Université et scolastique sont nées ensemble et étaient liées. « L’Université est le corps fermé constitué par les maîtres, et la scolastique est l’enseignement magistral que l’Université a pour fonction de dispenser ». Il s’agissait d’une culture organisée, instituée, qui donnait une forme normative au corps universitaire. La scolastique était la forme scolaire d’apprendre et d’étudier au Moyen Âge : sa base commune, sa source, était le savoir des textes aristotéliciens, alors récemment traduits ; sa manière de procéder était une méthode logique issue de l’Organon d’Aristote qui permettait de commenter les textes canoniques, les autorités.
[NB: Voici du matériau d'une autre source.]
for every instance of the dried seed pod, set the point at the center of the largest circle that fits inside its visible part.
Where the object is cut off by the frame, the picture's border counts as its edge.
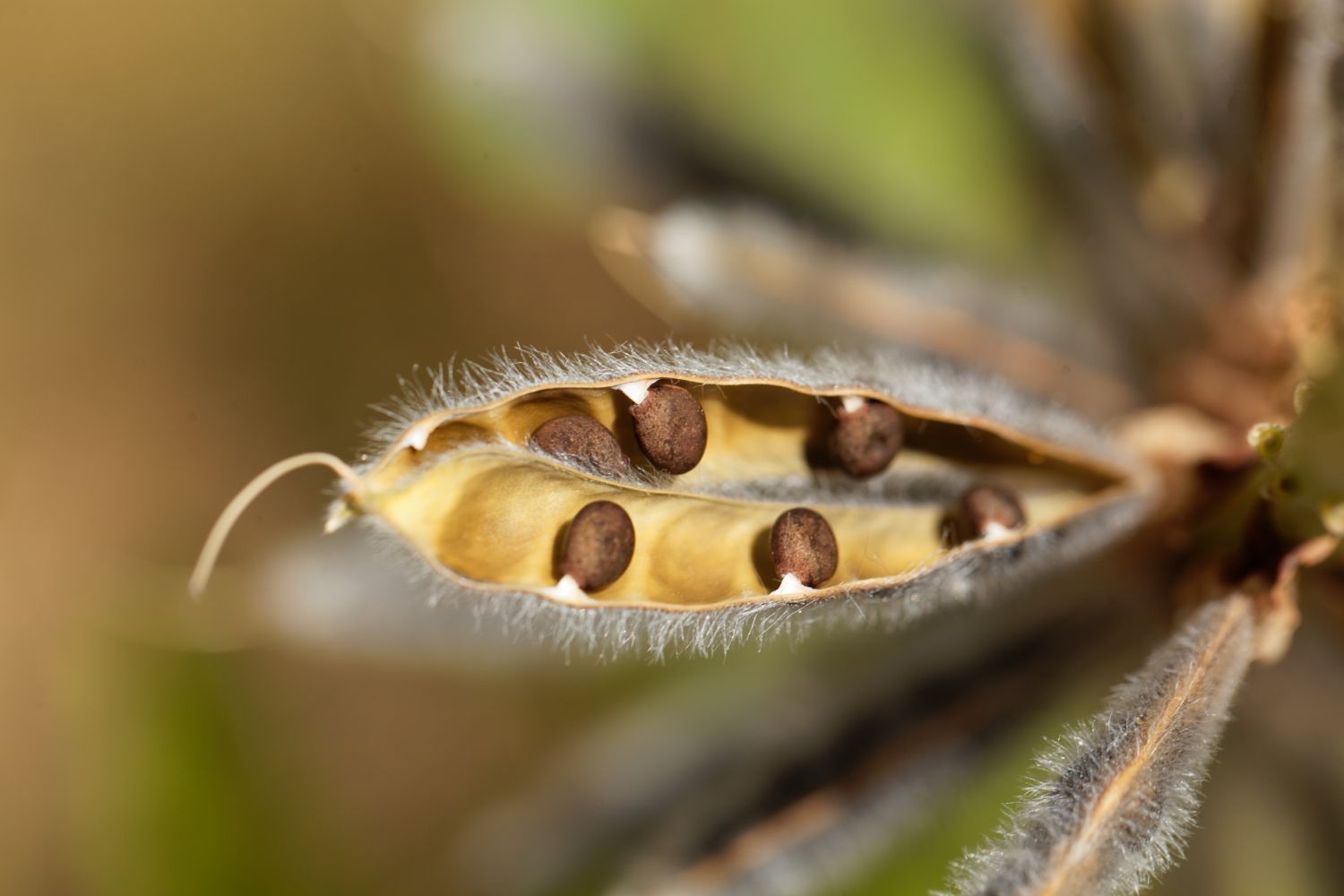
(582, 440)
(866, 438)
(986, 509)
(599, 546)
(671, 427)
(804, 546)
(467, 487)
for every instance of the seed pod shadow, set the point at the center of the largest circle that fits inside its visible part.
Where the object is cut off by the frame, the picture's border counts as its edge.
(763, 560)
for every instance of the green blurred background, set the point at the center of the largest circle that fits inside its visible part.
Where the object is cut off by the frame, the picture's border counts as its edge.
(226, 228)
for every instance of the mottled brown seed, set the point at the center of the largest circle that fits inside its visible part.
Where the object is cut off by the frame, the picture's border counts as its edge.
(585, 441)
(866, 440)
(599, 546)
(803, 543)
(983, 508)
(671, 429)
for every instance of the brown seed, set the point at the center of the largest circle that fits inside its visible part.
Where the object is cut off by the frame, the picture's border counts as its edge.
(803, 543)
(866, 440)
(984, 508)
(585, 441)
(669, 426)
(599, 546)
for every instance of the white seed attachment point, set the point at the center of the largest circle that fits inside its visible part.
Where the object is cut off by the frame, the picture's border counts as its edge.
(567, 590)
(636, 392)
(790, 584)
(417, 437)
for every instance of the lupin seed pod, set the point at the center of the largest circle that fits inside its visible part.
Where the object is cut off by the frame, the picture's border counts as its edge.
(470, 478)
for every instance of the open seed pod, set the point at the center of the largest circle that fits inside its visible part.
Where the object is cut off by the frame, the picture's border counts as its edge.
(671, 544)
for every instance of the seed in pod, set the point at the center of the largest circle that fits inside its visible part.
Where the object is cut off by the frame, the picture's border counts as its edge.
(671, 429)
(986, 509)
(583, 440)
(803, 544)
(866, 437)
(599, 546)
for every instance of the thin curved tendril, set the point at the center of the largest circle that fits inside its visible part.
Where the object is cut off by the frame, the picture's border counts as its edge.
(263, 481)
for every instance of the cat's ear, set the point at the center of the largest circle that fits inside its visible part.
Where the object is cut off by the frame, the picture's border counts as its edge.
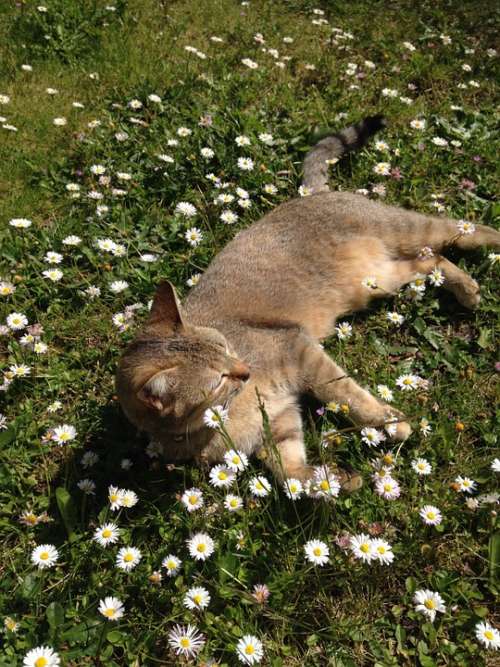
(159, 392)
(166, 311)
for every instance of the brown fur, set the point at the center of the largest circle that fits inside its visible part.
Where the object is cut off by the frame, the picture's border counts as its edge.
(258, 314)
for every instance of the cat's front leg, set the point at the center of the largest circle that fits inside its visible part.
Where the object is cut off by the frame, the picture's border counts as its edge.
(322, 378)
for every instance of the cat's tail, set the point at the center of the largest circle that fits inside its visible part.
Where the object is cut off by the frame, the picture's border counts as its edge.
(331, 148)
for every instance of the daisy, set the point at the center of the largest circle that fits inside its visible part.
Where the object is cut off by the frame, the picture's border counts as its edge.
(428, 603)
(45, 555)
(344, 330)
(16, 321)
(245, 164)
(436, 277)
(408, 382)
(293, 488)
(259, 486)
(382, 551)
(362, 547)
(249, 650)
(388, 488)
(216, 416)
(221, 476)
(186, 640)
(193, 236)
(118, 286)
(109, 533)
(172, 564)
(128, 498)
(233, 503)
(111, 608)
(431, 515)
(54, 275)
(317, 552)
(465, 484)
(201, 546)
(63, 434)
(465, 227)
(127, 558)
(236, 460)
(192, 499)
(421, 466)
(487, 635)
(382, 169)
(115, 497)
(42, 656)
(197, 598)
(324, 484)
(372, 436)
(385, 393)
(186, 209)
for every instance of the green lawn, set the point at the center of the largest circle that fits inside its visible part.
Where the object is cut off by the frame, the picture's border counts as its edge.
(110, 171)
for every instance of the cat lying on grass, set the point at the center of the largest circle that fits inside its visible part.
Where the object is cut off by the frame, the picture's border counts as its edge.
(250, 331)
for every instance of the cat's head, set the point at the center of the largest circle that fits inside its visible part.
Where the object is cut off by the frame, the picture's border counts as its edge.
(173, 371)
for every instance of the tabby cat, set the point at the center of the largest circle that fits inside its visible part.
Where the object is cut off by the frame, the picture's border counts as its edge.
(252, 326)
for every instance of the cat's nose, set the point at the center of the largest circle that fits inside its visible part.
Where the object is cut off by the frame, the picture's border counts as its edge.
(240, 371)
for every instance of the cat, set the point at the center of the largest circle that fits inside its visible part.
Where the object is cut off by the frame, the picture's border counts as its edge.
(248, 335)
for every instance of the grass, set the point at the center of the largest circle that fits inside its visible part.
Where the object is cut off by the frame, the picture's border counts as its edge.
(345, 613)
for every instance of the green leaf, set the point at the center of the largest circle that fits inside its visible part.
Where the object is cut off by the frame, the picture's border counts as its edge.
(494, 556)
(55, 614)
(68, 511)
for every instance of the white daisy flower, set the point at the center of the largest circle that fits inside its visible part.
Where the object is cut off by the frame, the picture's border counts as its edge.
(192, 499)
(201, 546)
(362, 547)
(127, 558)
(215, 417)
(63, 434)
(421, 466)
(186, 640)
(487, 635)
(259, 486)
(197, 598)
(293, 488)
(222, 476)
(233, 503)
(249, 650)
(382, 551)
(111, 608)
(236, 460)
(41, 656)
(45, 556)
(172, 564)
(429, 603)
(109, 533)
(317, 552)
(431, 515)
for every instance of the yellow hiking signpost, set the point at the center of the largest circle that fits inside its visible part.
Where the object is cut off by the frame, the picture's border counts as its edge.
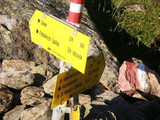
(71, 46)
(72, 82)
(60, 39)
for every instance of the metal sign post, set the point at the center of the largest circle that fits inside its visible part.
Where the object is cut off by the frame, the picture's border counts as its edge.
(74, 17)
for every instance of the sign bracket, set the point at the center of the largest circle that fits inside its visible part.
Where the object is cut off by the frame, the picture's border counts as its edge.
(58, 113)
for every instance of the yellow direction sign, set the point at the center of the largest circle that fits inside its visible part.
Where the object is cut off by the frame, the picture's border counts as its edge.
(75, 113)
(72, 82)
(60, 39)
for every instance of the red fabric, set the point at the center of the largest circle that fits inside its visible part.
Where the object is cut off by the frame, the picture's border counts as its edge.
(78, 1)
(74, 17)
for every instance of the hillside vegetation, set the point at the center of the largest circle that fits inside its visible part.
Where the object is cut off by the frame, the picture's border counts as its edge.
(131, 28)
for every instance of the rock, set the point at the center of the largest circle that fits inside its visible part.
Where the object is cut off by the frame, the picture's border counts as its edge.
(96, 112)
(44, 72)
(17, 65)
(110, 80)
(16, 42)
(15, 113)
(16, 80)
(33, 96)
(151, 109)
(139, 81)
(123, 110)
(39, 112)
(100, 95)
(49, 86)
(6, 98)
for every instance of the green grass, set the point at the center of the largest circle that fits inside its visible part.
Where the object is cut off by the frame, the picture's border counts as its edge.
(129, 33)
(143, 25)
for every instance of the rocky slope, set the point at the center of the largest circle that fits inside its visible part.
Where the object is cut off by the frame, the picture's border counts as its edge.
(27, 73)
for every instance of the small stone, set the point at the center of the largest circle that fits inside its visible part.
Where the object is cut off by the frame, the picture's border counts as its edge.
(16, 80)
(6, 98)
(17, 65)
(45, 70)
(15, 113)
(32, 96)
(109, 80)
(49, 86)
(39, 112)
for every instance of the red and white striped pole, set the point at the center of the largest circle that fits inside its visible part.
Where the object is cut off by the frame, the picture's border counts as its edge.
(75, 12)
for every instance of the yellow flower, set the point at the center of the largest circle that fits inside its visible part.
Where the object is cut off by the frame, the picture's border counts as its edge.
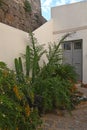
(27, 110)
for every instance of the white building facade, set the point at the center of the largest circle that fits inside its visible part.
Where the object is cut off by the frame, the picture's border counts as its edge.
(70, 18)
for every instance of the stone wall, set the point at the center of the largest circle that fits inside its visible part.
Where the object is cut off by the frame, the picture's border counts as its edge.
(12, 13)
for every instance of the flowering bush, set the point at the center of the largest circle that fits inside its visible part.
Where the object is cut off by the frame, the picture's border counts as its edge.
(15, 112)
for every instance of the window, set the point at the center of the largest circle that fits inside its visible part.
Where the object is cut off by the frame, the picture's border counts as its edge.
(77, 45)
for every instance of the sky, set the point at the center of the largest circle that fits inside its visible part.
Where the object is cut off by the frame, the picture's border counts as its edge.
(47, 4)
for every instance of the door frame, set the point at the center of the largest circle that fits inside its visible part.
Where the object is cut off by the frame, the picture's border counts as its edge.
(81, 40)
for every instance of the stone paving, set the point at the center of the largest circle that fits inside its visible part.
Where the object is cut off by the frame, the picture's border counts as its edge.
(64, 121)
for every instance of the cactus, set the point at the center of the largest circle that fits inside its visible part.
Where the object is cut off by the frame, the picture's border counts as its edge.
(19, 69)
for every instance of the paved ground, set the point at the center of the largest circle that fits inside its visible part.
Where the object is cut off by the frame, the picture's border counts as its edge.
(64, 121)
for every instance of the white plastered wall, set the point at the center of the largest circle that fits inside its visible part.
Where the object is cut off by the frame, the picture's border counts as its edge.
(72, 19)
(13, 41)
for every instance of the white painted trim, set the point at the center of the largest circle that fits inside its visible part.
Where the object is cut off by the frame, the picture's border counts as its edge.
(70, 30)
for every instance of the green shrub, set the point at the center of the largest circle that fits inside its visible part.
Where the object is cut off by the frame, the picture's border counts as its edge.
(15, 110)
(54, 81)
(27, 6)
(0, 3)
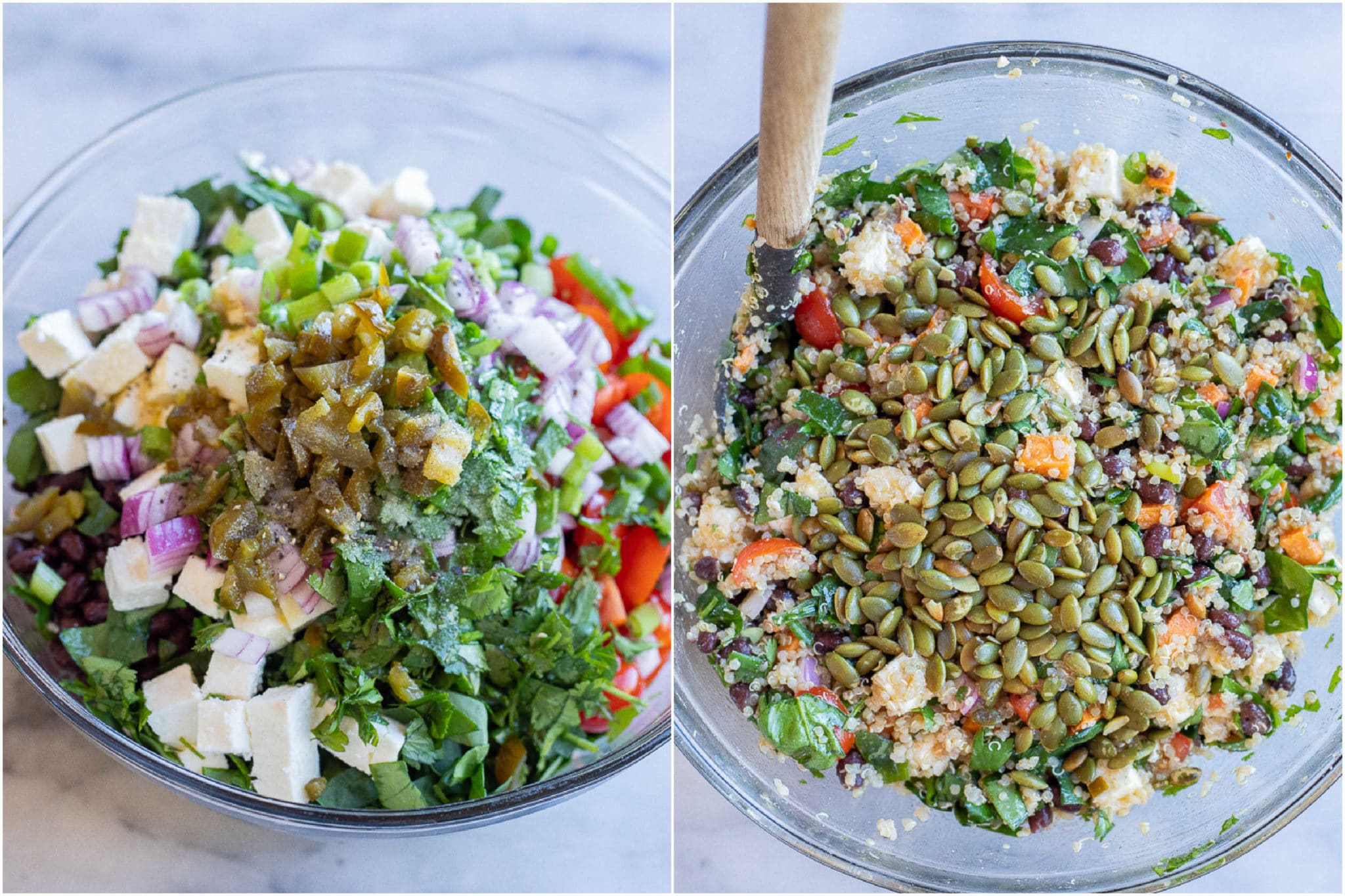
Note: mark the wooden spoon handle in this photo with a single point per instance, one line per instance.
(801, 47)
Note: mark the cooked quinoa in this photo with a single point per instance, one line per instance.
(1028, 508)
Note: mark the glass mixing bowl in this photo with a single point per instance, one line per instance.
(1265, 182)
(554, 172)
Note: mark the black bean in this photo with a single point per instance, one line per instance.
(1164, 269)
(1204, 545)
(1285, 679)
(1153, 213)
(95, 612)
(1254, 719)
(743, 499)
(1153, 492)
(852, 761)
(1155, 538)
(1109, 251)
(74, 590)
(1241, 644)
(1042, 819)
(1157, 694)
(26, 561)
(73, 545)
(826, 641)
(707, 570)
(741, 695)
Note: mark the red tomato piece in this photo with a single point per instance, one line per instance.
(816, 320)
La « leçon » (lectio), la question (quaestio) et la dispute (disputatio) étaient trois parties de la scolastique présentées comme parties formelles et logiques du raisonnement. Actuellement, les disciplines enseignées sont encore issues de la classification de la scolastique et il est possible de remarquer l’importance de la grammaire et de la rhétorique dans le paysage éducatif français. Bien qu’il y ait eu des réformes d’enseignement, des modifications, remarquons que la lecture des auteurs consacrés selon les périodes, leur imitation, l’étude des étymologies, l’étude des figures de rhétorique, l’étude du raisonnement logique, sont des canaux d’enseignement qui restent enseignés actuellement au sein de certaines disciplines et orientations scolaires. Il demeure donc essentiel de considérer le passage de l’Antiquité au Moyen Age, de la période gréco-romaine à la période où le christianisme s’impose, et les conséquences inhérentes dans la formation de la pensée philosophique en Occident : théologie et philosophie y sont deux cultures entremêlées. Il faut souligner que la période scolastique a fait émerger le passage du livre-objet (pièce de luxe) au livre-outil (médium de savoir). L’écriture et la lecture ont alors pris une place grandissante comme supports de la circulation des savoirs, de leur apprentissage et de leur communication.